The overall study sample included 1351 adult participants, with 60% females (n = 810) and 40% males (n = 541). The overall mean age was 45.5 ± 21.4 years, with males being older (49.7 ± 21.7 vs. 42.7 ± 20.7 years). The overall mean BMI was 25.0 ± 4.6 kg/m2, with males being 1.3 BMI units heavier than females (25.8 ± 3.9 vs. 24.5 ± 5.0 kg/m2). Males had higher appendicular lean mass (ALM) (25.1 ± 3.5 vs. 17.4 ± 2.9 kg), but significantly lower BF (17.8 ± 7.4 vs. 20.5 ± 8.8 kg) and BF% (22.5 ± 6.7 vs. 31.2 ±8.1%) (Table 1).
The prevalence of different body weight status in the overall sample based on the BMI and BF% classification systems is presented in Table 2. According to the WHO BMI classification, the prevalence of underweight in the overall sample was minimal (1.4%), with 58.3% being of normal weight, 26.2% being overweight, and 14.1% being obese. Based on the BF% classification (Gallagher criteria), the prevalence of under fat (i.e., underweight) in the overall sample was 6.2%, with 57.2% having normal fat (i.e., normal weight), 23.4% over fat (i.e., overweight), and 13.2% having excess fat (i.e., obesity).

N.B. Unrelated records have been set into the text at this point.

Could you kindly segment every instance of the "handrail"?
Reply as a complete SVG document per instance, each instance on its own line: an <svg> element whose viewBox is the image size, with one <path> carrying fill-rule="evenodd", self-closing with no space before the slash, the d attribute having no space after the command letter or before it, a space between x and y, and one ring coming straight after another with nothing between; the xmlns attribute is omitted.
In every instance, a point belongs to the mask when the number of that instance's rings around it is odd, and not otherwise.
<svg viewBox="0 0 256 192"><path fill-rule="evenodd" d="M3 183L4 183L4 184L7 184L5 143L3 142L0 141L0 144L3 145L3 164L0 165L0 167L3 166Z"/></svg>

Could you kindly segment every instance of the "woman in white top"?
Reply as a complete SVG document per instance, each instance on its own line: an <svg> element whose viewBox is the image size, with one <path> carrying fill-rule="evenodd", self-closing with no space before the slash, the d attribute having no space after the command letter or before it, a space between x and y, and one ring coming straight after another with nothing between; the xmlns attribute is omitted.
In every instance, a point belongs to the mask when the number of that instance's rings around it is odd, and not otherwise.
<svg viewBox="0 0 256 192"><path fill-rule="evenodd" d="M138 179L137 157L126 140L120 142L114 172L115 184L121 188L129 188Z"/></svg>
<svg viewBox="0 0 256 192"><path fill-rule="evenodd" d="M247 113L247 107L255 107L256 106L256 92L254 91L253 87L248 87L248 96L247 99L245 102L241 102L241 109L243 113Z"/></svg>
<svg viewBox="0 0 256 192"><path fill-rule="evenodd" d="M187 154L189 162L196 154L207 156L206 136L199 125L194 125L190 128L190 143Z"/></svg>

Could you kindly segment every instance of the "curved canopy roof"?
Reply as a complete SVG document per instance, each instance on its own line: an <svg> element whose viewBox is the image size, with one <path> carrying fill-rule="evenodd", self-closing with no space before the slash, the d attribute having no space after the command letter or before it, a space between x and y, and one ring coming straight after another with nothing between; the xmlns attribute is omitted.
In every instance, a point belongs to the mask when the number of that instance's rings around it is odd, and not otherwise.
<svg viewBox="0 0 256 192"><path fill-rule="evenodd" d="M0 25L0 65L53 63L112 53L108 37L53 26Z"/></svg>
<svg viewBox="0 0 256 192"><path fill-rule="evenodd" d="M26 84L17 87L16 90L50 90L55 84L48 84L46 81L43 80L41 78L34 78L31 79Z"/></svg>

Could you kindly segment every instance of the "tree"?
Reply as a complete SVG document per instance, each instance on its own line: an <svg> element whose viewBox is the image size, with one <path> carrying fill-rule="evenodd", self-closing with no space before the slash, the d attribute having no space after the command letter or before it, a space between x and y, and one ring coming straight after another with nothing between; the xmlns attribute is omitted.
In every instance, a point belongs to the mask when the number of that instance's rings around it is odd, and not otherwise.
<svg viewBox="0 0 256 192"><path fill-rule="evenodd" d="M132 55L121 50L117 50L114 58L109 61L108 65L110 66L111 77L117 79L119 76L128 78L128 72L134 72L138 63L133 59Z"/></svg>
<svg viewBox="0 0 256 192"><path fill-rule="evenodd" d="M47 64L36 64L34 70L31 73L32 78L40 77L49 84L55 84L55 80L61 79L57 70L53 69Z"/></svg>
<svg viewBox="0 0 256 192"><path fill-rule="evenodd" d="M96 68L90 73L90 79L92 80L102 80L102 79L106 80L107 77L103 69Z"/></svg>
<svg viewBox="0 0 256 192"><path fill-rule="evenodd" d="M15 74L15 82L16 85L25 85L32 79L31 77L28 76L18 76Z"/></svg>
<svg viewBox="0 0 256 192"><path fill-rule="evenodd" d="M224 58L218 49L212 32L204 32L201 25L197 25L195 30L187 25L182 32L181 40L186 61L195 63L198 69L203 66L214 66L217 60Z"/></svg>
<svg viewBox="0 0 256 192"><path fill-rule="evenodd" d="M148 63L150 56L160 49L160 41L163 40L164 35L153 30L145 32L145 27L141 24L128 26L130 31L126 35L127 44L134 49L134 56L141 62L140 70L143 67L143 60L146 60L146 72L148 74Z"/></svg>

The two classification systems resulted in similar total rates for each weight status category (Table 2); however, considering the agreement between the two classification systems within each category, a significant disagreement is clearly observed (Table 3). Since adiposity is best defined by means of BF%, the comparison was computed using BF categories as a reference for agreement analysis. In this respect, the BMI classification captured only 31.6% of those who were underweight, 78.1% having normal weight, 46.6% of those who were overweight, and 66.0% of those with obesity based on BF%. Weighted kappa (k = 0.126) revealed a significant weak agreement between the two classification systems (i.e., BMI vs. BF%).

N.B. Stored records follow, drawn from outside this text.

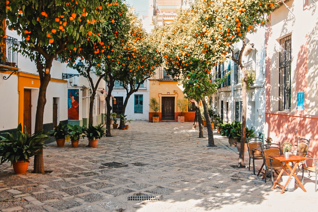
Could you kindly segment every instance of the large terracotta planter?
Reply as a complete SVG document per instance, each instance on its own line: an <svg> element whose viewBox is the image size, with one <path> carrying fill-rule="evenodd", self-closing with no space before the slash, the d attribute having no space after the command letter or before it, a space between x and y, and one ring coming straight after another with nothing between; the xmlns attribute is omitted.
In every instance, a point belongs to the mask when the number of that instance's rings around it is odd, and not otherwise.
<svg viewBox="0 0 318 212"><path fill-rule="evenodd" d="M229 143L231 147L236 147L237 142L238 140L237 138L229 139Z"/></svg>
<svg viewBox="0 0 318 212"><path fill-rule="evenodd" d="M152 122L154 123L157 123L159 122L159 117L153 116L152 117Z"/></svg>
<svg viewBox="0 0 318 212"><path fill-rule="evenodd" d="M178 116L178 122L184 122L184 117Z"/></svg>
<svg viewBox="0 0 318 212"><path fill-rule="evenodd" d="M92 148L96 148L99 139L88 139L88 146Z"/></svg>
<svg viewBox="0 0 318 212"><path fill-rule="evenodd" d="M23 174L26 173L29 166L29 162L22 161L14 161L12 165L13 167L14 174Z"/></svg>
<svg viewBox="0 0 318 212"><path fill-rule="evenodd" d="M57 144L58 147L62 147L64 146L64 145L65 144L65 139L63 138L61 139L56 139L56 144Z"/></svg>
<svg viewBox="0 0 318 212"><path fill-rule="evenodd" d="M246 143L245 144L245 145L244 147L244 150L245 152L247 151L247 144ZM241 143L237 143L236 144L236 147L238 148L238 151L239 152L241 151Z"/></svg>
<svg viewBox="0 0 318 212"><path fill-rule="evenodd" d="M71 140L71 142L72 143L72 147L76 147L79 146L79 140Z"/></svg>

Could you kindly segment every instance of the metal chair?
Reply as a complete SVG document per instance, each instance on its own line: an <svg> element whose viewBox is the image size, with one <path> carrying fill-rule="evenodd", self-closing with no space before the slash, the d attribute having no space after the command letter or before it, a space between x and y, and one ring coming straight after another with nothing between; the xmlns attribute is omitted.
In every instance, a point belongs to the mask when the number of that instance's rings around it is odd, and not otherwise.
<svg viewBox="0 0 318 212"><path fill-rule="evenodd" d="M318 159L312 158L307 158L309 159L313 159L314 160L314 164L315 165L315 166L312 167L308 167L307 165L305 164L306 166L304 166L304 164L302 164L302 177L301 178L301 183L304 183L304 170L307 170L308 172L308 177L310 177L310 172L315 172L316 174L316 178L315 180L315 192L317 191L317 172L318 172Z"/></svg>
<svg viewBox="0 0 318 212"><path fill-rule="evenodd" d="M264 163L265 164L265 173L263 176L263 178L265 178L265 182L266 182L266 178L267 178L267 174L268 169L271 168L271 174L272 175L272 184L274 184L274 179L273 176L273 170L276 171L277 170L281 169L283 168L279 161L277 160L272 158L269 157L270 155L277 155L280 154L280 150L276 148L271 148L263 150L263 157L264 158Z"/></svg>
<svg viewBox="0 0 318 212"><path fill-rule="evenodd" d="M255 166L254 162L254 160L263 159L262 147L263 146L263 138L258 137L252 137L249 138L247 139L247 149L248 150L248 155L250 156L250 162L249 164L248 170L249 171L251 168L251 159L253 159L253 172L255 174ZM260 148L262 151L260 151L255 149L255 147ZM261 170L263 168L263 166L261 168Z"/></svg>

To assess the magnitude of misclassification, the distribution of misclassification by BMI category, sex, and age group is presented in Table 4 and Figure 1a–e. In the overall population, the rate of misclassification observed was 32.5%, with similar rates among males (32.7%) and females (32.3%). Looking at the distribution of misclassification by age group, in the overall sample, around two-fifths (42.1%) of young adults (18–39 years), 13.9% of middle-aged adults (40–59 years), around two-fifths (39.0%) of elderly adults (60–79 years), and 5.0% of oldest adults (80+ years) were misclassified. For females, almost half (48.1%) of young adults (18–39 years), 15.6% of middle-aged adults (40–59 years), less than one-third (30.2%) of elderly adults (60–79 years), and 6.1% of oldest adults (80+ years) were misclassified. For males, one-third (33.3%) of young adults (18–39 years), 11.3% of middle-aged adults (40–59 years), more than half (52.0%) of elderly adults (60–79 years), and 3.4% of oldest adults (80+ years) were misclassified.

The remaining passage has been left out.